Vous êtes des entêtés!
Vous vous entêtez à naître, hein !
C’est ça ?
Vous vous entêtez à vivre ?
Naître, puis vivre ?
Vous êtes des entêtés !
Vous avez une sacrée caboche
À vouloir ainsi exister
Être dans la vie
Être jeune, puis vieillir
Vous êtes sacrément gonflés, non ?
Vous vous croyez où, là !
Vous en tenez une bonne !
Ça va bien les mollets ?
Et les chevilles, ça roule !
Ça va la p’tite gonflette ?
La p’tite gonflette dans la p’tite tête !
Ça y est !
Vous vous croyez où !… chez mémé ?
Vous vous croyez où, à vouloir naître ainsi !
Et vivre !
À la va-que-j’te-pousse, Hein !
Vous en tenez une solide, ma parole !
Vous manquez pas d’air, tiens !
Manquez pas d’air !
Il est flic, il fait sa communion. On lui fait cadeau d’un magnétophone. Il enregistre tout le monde. Tonton Aimé chante une chanson pendant la communion, ainsi que Tante Ray qui chante Le temps des cerises. Tonton Gérard pelote les seins. Tonton Jean caresse les cuisses.

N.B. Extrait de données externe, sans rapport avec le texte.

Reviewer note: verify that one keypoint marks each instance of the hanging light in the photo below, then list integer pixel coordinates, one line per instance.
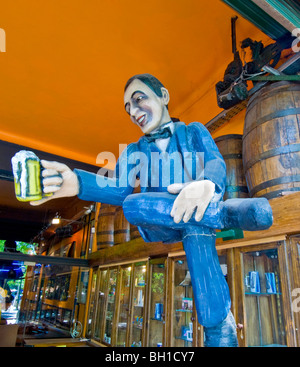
(56, 219)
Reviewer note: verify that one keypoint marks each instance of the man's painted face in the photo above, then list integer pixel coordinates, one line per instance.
(144, 107)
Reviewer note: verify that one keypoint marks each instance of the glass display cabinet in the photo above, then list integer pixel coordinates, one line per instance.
(110, 305)
(183, 306)
(138, 305)
(263, 298)
(156, 314)
(124, 306)
(92, 304)
(101, 299)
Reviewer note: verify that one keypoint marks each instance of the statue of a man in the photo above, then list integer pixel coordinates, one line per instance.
(182, 179)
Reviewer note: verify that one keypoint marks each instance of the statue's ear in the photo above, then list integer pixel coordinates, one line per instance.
(165, 96)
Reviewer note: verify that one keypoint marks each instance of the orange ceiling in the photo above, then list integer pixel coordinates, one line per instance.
(66, 63)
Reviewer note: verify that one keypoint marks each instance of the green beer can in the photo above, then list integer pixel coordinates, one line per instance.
(27, 170)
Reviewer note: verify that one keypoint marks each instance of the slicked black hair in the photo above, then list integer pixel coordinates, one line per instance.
(148, 79)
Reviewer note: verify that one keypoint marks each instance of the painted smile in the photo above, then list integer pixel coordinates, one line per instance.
(141, 120)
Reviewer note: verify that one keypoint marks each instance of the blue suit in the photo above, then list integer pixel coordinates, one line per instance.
(187, 140)
(194, 157)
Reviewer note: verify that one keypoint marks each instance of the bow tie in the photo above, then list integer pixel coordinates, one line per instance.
(160, 134)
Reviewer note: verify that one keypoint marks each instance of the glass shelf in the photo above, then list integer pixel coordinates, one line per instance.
(157, 305)
(265, 323)
(261, 294)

Tonton Henri fume du gris avec tante Francine et tante Charlotte. Tante Marthe rigole et dit C’est pas dieu possible. Il est flic il a onze ans il enregistre la télé. Il enregistre les chansons du film Help et il se met face au mur de la cuisine. Il est maintenant face au mur et met en route le magnétophone pour faire Help. Il est flic, il chante Help devant le mur de sa cuisine.
Nous venons des voix qui habitent un pays sans nous.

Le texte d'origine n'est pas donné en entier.